Así fue que cumplió 15 años y, mientras que el resto de chicas de su edad se debatía entre si festejaban con un viaje o una fiesta, ella empezó a sedimentar su futuro con la mirada puesta del otro lado del océano. Tal como recuerda, ese año comenzó a organizar su partida, junto a su representante y su familia.
Dos años después, un domingo de 2003, se coronó campeona del Argentino de Juveniles con la selección de Capital Federal. Al día siguiente, se subió al avión rumbo a Italia. En su última noche en el país, aquella adolescente de 17 años con anhelos de adulta no se despegó de sus amigos del secundario. "Tenemos una relación muy fuerte. Fue muy duro saludarlos", confiesa, y cuenta que cuando viene a la Argentina siempre dedica un día para estar con ellos, recordar viejas anécdotas y contarles de sus aventuras alrededor del mundo.
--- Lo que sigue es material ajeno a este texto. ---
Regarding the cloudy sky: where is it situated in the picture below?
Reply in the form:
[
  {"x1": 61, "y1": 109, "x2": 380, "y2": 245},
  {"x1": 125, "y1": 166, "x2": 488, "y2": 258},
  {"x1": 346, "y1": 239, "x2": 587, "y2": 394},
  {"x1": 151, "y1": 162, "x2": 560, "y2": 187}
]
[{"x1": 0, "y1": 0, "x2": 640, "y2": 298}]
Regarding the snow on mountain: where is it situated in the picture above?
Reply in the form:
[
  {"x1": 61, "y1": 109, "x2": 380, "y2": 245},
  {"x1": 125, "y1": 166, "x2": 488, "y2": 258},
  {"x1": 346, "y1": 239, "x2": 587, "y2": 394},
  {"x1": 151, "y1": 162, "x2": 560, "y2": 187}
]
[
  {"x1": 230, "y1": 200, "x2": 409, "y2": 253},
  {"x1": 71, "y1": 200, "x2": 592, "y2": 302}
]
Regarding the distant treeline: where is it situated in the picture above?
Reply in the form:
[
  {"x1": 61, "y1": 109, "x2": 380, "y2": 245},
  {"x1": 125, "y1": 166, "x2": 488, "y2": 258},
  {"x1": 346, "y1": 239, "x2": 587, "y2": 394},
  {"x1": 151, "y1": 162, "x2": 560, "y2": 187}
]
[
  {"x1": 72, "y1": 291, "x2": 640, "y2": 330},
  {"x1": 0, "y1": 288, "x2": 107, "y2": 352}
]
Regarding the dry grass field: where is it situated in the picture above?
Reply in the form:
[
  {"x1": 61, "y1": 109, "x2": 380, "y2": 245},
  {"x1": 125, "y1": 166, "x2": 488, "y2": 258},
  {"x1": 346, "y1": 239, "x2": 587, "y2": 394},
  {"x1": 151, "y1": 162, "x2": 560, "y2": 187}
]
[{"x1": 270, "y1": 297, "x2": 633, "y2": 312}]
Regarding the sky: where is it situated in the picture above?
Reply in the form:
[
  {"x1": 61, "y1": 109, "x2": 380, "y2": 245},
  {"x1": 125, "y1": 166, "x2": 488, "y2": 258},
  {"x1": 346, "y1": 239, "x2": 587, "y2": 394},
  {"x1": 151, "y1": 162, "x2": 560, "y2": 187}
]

Al día siguiente, fue el turno de su familia. Florencia llegó a Ezeiza con sus papás, sus hermanas, sus tíos y su representante, y los pasillos del aeropuerto fueron testigos del adiós más difícil de su carrera. Recorrió 11 países y jugó en 27 clubes (obtuvo el Récord Guinness el año pasado por haber jugado en 25 equipos) pero esa fue la despedida que más le costó, no solo porque sabía que esa experiencia la iba a cambiar, sino que porque era consciente de que iban a pasar muchos meses hasta que se volvieran a encontrar.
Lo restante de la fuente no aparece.